Sílvio Bernardes
Os dias pareciam mais cinzentos e sem brilho, mas as noites, ah, as noites, eram claras e de lua bonita. Eram os tempos de quaresma de antigamente. A quaresma vinha sempre depois do carnaval, que era um tempo de alegria e de muitas lembranças legais, já os longos dias que vinham depois… Na quaresma a gente ficava assim meio diferente, as brincadeiras eram mais comedidas e as maldades, próprias da molecada, não eram tão grandiosas. O povo mais velho tinha muito respeito e muita cisma com aquela época e no final desse período acontecia a semana santa, a morte e a paixão de cristo que entristeciam toda a cristandade. “Tempo de coisas sagradas, de guardar os dias para os jejuns, as penitências, as novenas e o pensamento no bem”, pediam os mais velhos. “Menino, olhe as palavras, bate nessa boca porca antes que a mão não chega!”. Creio que a época pedia que a gente andasse na linha e evitasse maiores desatinos. E, de vez em quando, a molecada respeitava isso. Ou fingia que o fazia porque boa bisca a gente não era.
Os quintais viviam cheios de goiabeiras – e de goiabas deliciosas, brancas e vermelhas. A meninada adorava aquelas frutas, mas, dizem, os lobisomens também apreciavam as mais bitelas e apetitosas frutas da goiabeira. De manhã, na quaresma, os quintais amanheciam repletos de marcas da passagem do lobisomem por aquele lugar: pedaços de goiaba esparramados, folhas amassadas, galhos quebrados e pelos (e pegadas) do bicho pelo chão. “Juro que vi, por essa luz que está alumiando o dia. Era um baita assim, sô!”.
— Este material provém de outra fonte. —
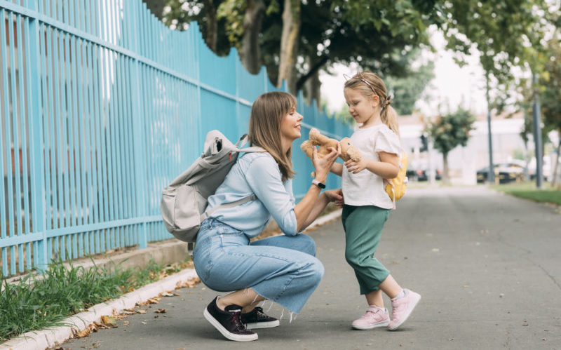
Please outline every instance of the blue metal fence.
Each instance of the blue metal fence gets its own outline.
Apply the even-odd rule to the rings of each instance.
[[[196,25],[169,30],[140,0],[0,0],[0,20],[4,276],[170,238],[161,189],[207,131],[236,139],[252,101],[276,90],[235,50],[217,57]],[[304,135],[350,133],[298,100]],[[313,169],[299,150],[293,161],[302,196]]]

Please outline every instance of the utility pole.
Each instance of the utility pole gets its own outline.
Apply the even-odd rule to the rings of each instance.
[[[487,180],[489,183],[495,182],[495,167],[493,165],[493,140],[491,134],[491,102],[489,100],[489,73],[486,74],[487,78],[487,126],[489,134],[489,173],[487,173]]]
[[[534,102],[532,106],[532,114],[534,121],[534,142],[536,144],[536,187],[539,189],[543,186],[543,154],[541,149],[541,116],[539,107],[539,95],[538,94],[538,74],[532,76],[534,85]]]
Um povo contava uma história de arrepiar. Teria sido numa encomendação de alma. Um grupo de devotos saía às ruas à noite (de quaresma) para encomendar almas que “não foram nem para o céu e nem para o inferno, mas que permanecem no purgatório”, batendo matraca e tudo mais. Ao ouvir a movimentação do grupo e o som da matraca, a mãe pedira ao rapaz para não olhar, não abrir a janela, ficar dentro de casa apenas rezando. Mas o moço, curioso, abriu a janela e um daqueles devotos da procissão se aproximou, olhou-o com um olhar frio e inquiridor. E lhe entregou uma vela. Dentro de casa, o rapaz se deu conta de que aquilo não era uma vela, mas um osso de gente. No outro dia, ainda com muito medo, o jovem foi à igreja e contou tudo ao padre que benzeu aquele osso e o orientou que deveria fazer. Levar o osso ao cemitério e enterrá-lo, debaixo de muitas orações em socorro das almas sofredoras.
E foi uma senhora de um grupo desses que saía a encomendar almas que contou que numa noite de lua clara algo diferente aconteceu. Toda aquela gente viu passar por entre eles um enorme porco que conduzia impassível uma ninhada de pintinhos. “Só de lembrar meu corpo até arrepia. Ninguém falou nada, ajoelhamos ali mesmo e rezamos pra afastar o coisa ruim”.